In reading Jimenez’s book, we shockingly learn that Shepard is a fictive narrative. Jimenez posits that Shepard’s murder had nothing to do with his sexual orientation, but rather his involvement in the deadly underworld of Laramie, Wy.’s crystal methamphetamine drug trafficking. Jimenez writes that Shepard was not only a user; he was also a courier who had plans just before his death to drive a shipment of meth.
“I learned that Matthew had been a user of meth. And from everything I was able to trace, Matthew got into meth in a serious way when he was living in Denver before he moved to Laramie,” Jimenez stated in an NPR interview with Rachel Martin of “Weekend Edition.”
According to Jimenez, Shepard’s murderers were not strangers — one is a bisexual crystal meth addict who not only knew Matthew, but partied, bought drugs from and had sex with Matthew.
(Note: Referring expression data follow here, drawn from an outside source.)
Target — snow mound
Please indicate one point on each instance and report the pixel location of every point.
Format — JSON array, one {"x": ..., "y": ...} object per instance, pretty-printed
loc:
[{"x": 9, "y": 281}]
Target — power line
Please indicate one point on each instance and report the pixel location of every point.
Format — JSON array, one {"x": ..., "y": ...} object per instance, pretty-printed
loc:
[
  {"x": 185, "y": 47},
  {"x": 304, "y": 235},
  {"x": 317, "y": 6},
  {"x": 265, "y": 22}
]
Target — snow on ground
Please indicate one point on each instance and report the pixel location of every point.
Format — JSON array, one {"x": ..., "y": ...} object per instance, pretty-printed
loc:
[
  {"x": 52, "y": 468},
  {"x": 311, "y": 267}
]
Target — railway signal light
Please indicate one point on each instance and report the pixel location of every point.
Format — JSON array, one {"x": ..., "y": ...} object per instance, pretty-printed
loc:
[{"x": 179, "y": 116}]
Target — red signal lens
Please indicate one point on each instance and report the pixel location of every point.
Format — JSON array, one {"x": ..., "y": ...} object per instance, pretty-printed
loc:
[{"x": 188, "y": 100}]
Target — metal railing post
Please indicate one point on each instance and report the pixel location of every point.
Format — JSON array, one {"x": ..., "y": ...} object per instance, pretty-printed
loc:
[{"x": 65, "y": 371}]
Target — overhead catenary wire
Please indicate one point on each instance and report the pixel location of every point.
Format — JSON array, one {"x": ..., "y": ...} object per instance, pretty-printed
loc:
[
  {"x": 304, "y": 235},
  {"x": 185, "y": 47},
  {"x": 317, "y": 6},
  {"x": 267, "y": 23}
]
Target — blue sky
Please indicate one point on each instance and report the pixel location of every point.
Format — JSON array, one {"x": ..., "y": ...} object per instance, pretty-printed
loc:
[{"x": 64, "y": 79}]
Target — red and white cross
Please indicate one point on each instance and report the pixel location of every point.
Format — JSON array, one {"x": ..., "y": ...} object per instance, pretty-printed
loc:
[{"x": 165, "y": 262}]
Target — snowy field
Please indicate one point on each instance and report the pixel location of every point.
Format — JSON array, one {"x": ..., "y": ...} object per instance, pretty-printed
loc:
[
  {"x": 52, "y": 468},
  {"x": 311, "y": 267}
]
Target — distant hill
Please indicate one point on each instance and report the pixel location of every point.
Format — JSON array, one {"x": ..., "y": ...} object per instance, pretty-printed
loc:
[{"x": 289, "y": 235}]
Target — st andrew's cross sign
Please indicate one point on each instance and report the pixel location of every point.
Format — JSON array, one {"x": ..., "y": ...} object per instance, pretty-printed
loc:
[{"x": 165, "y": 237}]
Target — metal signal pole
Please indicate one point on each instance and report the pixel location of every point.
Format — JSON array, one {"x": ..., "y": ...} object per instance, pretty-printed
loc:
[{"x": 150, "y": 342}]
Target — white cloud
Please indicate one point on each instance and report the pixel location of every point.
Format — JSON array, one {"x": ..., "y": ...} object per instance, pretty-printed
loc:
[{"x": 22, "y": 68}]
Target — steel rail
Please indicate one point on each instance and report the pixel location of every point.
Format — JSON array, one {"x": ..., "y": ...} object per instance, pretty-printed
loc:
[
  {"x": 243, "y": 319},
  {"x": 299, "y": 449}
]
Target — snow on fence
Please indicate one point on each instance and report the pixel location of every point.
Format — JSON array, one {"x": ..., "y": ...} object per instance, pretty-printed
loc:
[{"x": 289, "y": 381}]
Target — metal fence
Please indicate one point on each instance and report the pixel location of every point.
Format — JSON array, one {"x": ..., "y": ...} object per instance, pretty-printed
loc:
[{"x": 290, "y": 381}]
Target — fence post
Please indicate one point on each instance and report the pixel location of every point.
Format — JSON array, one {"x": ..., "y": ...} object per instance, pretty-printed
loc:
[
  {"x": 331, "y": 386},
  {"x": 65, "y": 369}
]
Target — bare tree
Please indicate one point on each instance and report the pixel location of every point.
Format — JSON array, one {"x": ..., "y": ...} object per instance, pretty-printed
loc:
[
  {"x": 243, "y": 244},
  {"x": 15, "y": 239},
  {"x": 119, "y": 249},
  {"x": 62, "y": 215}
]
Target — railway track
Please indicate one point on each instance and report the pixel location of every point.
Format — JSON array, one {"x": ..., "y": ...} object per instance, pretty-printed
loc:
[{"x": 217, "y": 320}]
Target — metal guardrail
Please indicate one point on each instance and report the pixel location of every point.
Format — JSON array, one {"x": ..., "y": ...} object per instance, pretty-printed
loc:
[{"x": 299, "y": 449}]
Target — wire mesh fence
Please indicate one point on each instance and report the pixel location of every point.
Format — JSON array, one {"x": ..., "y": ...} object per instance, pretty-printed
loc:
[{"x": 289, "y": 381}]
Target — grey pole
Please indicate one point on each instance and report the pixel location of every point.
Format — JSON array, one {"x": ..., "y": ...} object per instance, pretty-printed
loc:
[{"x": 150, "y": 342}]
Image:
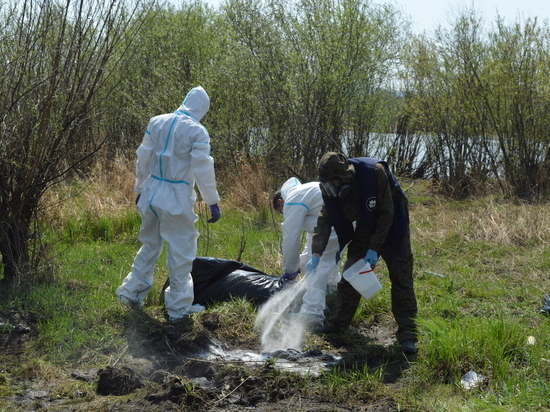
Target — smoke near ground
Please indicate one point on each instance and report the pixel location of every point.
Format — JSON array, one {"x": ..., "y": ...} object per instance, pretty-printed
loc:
[{"x": 279, "y": 322}]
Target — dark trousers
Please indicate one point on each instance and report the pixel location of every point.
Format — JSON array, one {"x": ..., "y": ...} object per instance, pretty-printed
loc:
[{"x": 400, "y": 267}]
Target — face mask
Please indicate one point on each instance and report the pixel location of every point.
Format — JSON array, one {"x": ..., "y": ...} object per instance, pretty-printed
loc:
[{"x": 332, "y": 190}]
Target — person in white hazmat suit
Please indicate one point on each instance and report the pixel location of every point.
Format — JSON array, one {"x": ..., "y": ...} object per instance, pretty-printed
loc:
[
  {"x": 173, "y": 156},
  {"x": 300, "y": 205}
]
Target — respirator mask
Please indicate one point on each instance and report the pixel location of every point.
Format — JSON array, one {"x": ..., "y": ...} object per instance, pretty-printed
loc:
[{"x": 334, "y": 188}]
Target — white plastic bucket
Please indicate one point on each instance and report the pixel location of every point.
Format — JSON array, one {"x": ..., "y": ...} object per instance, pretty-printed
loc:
[{"x": 363, "y": 279}]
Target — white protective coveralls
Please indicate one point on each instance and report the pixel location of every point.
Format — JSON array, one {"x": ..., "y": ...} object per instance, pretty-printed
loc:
[
  {"x": 302, "y": 205},
  {"x": 173, "y": 156}
]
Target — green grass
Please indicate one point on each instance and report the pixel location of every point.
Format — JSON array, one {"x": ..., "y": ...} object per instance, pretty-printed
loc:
[{"x": 479, "y": 292}]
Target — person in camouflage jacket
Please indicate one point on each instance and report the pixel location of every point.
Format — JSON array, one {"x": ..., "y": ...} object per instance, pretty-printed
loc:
[{"x": 369, "y": 212}]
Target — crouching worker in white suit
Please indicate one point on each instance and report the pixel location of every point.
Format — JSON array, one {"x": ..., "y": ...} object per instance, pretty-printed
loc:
[
  {"x": 300, "y": 205},
  {"x": 173, "y": 157}
]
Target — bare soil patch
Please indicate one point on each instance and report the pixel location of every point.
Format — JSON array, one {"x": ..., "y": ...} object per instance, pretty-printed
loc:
[{"x": 179, "y": 368}]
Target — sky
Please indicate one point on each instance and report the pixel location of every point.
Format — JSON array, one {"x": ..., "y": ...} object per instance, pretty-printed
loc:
[{"x": 426, "y": 15}]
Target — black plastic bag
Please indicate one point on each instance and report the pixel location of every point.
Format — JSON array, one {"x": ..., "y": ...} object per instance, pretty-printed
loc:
[{"x": 220, "y": 280}]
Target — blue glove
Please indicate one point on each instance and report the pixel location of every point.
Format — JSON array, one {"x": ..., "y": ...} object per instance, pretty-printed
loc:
[
  {"x": 371, "y": 258},
  {"x": 291, "y": 276},
  {"x": 312, "y": 265},
  {"x": 215, "y": 210}
]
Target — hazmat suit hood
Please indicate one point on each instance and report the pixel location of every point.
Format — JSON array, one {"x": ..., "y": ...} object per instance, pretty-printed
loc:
[
  {"x": 288, "y": 186},
  {"x": 196, "y": 103}
]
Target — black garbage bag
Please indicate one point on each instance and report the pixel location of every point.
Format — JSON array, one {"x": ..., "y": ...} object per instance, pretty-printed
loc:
[
  {"x": 546, "y": 308},
  {"x": 220, "y": 280}
]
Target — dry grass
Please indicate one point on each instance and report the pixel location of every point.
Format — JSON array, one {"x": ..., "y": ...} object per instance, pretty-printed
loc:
[
  {"x": 250, "y": 186},
  {"x": 487, "y": 219},
  {"x": 108, "y": 190}
]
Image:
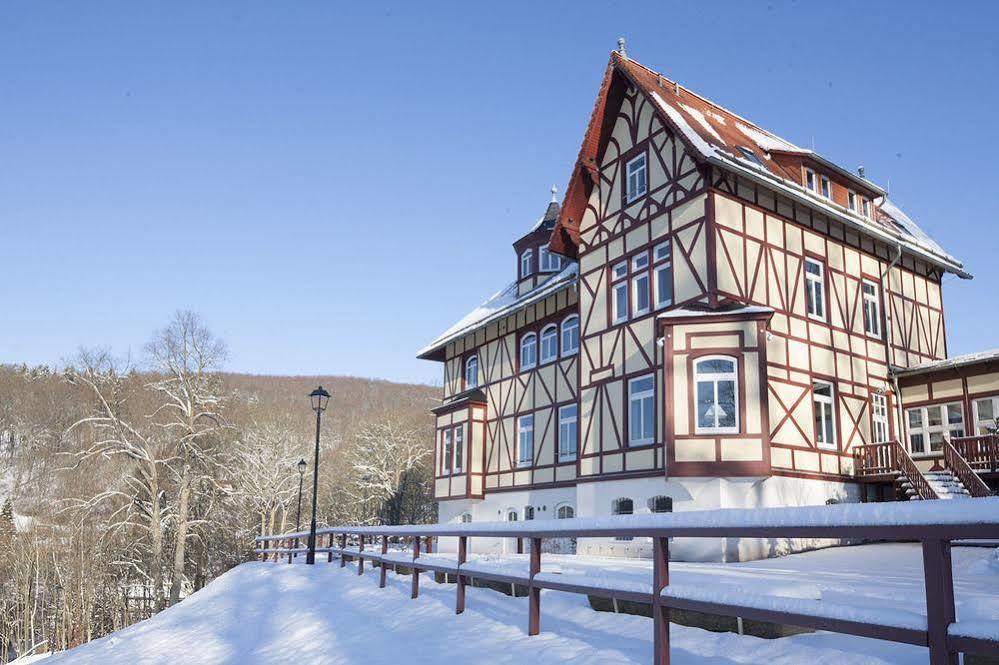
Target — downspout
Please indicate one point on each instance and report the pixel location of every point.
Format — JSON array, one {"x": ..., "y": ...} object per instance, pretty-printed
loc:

With this “new” information, a more textured but troubling narrative emerges.
In a 2004 episode of “20/20,” investigative journalist Elizabeth Vargas also reported that money and drugs motivated Shepard killers’ actions and not homophobia. However, many immediately discredited the episode once finding out that Jimenez was its producer. I honestly believe this to be the actual narrative. 20/20 even reported on it because even a broken clock is right twice a day.
Cool thanks for the detailed reply. It doesn’t really matter after all this time, but There is big deep money pushing the gay agenda, that would prefer not to tie homosexual/meth behavior to this incident. I’ve fallen into a few Ed Buck rabbit holes, tptb want the public to only know the cute-sy sweet anime, gays would never, narrative.